The 1880 Great Western Presidential Tour

Who was the first President of these United States of America to visit The Great West? And, he did it as a non-political "junket" into that part of the county that had never seen a President. This is somewhat a trick question for it has to be literal -- not the first man who became President to travel in the "west". The first clue is: he was from the "Mother of Presidents" state, though Virginia also claims the "birth" of some to "tie" with this state.

The President was, of course, Rutherford Bircher Hayes! This tour was the major "first" in this four year administration and must have been a logistical nightmare which taxed the leadership ability of the Civil War Commander and fellow Ohioan, General William Tecumseh Sherman.

President Hayes, who was on record for no plans to seek a second term, planned the trip to be very informal with very few speeches. He was also taking with him "Lemonade Lucy", the First Lady, two sons, Birch and Rud, some cousins, Alexander Ramsey, The Secretary of War, and other aides.

Travel in the 1880s was a bit different than it is today. There are no big jumps, as in an airplane. All travel was by train, stagecoach and steamer. The Army, under the personal command of General Sherman, scheduled all three means of transport. Since there was no Secret Service to protect the President and his party, the Army provided that service.
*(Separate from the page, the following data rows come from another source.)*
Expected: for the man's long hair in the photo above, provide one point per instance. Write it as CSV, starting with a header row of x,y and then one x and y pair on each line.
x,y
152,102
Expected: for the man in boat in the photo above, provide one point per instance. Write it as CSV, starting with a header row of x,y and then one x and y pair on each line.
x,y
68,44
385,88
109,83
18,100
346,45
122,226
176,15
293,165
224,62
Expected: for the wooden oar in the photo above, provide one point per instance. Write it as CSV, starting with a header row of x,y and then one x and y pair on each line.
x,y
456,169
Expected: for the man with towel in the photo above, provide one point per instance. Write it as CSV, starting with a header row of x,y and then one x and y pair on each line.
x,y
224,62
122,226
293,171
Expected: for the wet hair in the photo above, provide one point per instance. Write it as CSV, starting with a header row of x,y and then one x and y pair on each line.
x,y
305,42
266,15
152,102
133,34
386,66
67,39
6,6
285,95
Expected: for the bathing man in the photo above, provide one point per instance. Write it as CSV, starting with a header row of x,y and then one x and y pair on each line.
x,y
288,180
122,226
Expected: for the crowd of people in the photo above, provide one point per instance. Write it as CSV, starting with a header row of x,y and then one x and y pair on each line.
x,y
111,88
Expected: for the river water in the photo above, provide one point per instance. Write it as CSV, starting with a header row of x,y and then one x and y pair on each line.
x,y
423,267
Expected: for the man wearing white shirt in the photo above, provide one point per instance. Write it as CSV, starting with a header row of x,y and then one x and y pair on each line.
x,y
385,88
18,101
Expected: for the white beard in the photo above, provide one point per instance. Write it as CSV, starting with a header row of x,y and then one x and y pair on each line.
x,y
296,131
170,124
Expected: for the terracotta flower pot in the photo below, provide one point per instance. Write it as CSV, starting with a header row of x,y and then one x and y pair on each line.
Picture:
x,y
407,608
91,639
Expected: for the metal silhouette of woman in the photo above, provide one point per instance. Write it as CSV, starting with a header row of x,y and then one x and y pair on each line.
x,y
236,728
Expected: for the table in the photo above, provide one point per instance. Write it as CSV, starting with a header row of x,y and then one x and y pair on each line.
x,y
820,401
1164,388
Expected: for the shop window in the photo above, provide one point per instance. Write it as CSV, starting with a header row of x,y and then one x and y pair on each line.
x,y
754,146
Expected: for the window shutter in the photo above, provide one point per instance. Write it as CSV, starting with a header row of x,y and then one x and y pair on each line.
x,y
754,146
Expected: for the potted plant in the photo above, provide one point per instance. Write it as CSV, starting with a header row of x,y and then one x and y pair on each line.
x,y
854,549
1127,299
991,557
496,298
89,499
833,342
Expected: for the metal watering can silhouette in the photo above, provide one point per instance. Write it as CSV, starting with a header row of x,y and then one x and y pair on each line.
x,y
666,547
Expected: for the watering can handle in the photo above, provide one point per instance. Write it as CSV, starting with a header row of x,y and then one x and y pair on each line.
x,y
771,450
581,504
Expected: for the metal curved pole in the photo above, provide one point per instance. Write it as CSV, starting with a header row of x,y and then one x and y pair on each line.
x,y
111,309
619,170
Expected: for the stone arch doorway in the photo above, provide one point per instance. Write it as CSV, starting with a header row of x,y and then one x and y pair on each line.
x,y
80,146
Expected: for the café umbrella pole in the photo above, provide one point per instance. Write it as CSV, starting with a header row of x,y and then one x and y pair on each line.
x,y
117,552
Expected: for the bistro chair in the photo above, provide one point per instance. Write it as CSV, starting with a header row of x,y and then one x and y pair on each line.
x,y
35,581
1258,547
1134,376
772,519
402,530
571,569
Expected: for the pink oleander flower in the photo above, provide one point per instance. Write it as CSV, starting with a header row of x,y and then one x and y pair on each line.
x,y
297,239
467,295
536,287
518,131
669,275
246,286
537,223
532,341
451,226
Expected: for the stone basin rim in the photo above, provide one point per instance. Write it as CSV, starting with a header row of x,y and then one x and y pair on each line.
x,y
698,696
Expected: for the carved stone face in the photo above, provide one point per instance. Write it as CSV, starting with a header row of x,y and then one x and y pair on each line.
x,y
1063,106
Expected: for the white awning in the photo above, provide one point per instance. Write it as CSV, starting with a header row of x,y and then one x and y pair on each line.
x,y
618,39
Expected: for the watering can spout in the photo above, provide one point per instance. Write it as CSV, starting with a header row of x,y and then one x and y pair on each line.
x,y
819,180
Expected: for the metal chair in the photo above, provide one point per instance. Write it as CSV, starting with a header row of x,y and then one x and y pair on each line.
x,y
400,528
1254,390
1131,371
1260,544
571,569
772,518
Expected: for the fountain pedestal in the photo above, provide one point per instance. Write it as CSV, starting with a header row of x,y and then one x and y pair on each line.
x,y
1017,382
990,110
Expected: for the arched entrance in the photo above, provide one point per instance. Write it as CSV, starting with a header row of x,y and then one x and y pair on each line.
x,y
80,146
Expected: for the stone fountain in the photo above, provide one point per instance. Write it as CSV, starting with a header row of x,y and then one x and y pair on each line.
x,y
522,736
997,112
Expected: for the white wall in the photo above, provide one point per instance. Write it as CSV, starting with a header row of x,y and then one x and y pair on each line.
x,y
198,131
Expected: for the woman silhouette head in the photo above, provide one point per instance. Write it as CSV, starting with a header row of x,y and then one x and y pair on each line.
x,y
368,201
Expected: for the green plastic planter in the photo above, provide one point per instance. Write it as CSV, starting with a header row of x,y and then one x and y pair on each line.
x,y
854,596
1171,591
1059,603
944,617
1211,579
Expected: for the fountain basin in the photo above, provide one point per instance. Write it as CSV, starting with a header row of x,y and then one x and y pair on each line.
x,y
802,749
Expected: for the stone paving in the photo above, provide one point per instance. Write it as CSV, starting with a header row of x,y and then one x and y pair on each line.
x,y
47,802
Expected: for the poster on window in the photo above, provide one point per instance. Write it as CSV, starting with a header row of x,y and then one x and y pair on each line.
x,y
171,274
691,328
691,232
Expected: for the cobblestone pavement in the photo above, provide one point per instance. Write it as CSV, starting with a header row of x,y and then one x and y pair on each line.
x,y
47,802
The trip began from Washington, D.C. in late August 1880 with a week's layover at the Hayes family home, Spiegel Grove in Fremont, Ohio. On September 2nd, the resumed the trip westward on a special Lake Shore & Michigan Southern trail to Toledo, Ohio. There they switched to the Wabash Railroad to Fort Wayne, and from there to Chicago on the Pittsburgh and Fort Wayne Railroad. The two day trip from there to Omaha was made on the Chicago, Burlington & Quincy Line.

Omaha was the first scheduled stop and the President was to review the troops at Fort Omaha, however a Nebraska downpour soaked the parade grounds, so the review was very short.

Here the party boarded the Union Pacific Railroad special train and headed west along the Platte River. All along the route citizens would gather to see the President. This, after all, was the first President to travel in the West. Every so often, a former Union soldier was seen to salute the passing train. Altogether, eighty stops were scheduled -- most only minutes in duration, but the people crowded around these special trains for a chance to see and maybe hear the President of the United States of America.

The TransContinental Railroad had been completed for eleven years. And, though the railroads put forth their best equipment for the President, the top speed for the railroads was thirty-five miles per hour.

You have heard of twenty-one gun salutes for dignitaries. At Cheyenne in the Wyoming Territory, the train and its party was greeted by a thirty-eight gun salute; one for each State in the Union.

Trains were not the only mode of travel for the party. Stage coaches and steamers were employed to augment the train travel once they reached California. The north-south railroad to the Washington Territory had not been completed, so stage coaches were employed for the Presidential Party. In California, General Sherman rode "shotgun" personally aboard the stage coaches because there were known bandits through the traveled territory. And, the return trip south after visiting the Washington Territory was made by Steamer.

All told, seventeen states had been entered on the seventy-one day trip. The extra days caused a little concern because the President wanted to cast his ballot for fellow Ohio Republican, James A Garfield. He traveled from Toledo to Fremont by carriage to arrive home at 1:30 am on November first -- in time to cast his ballot.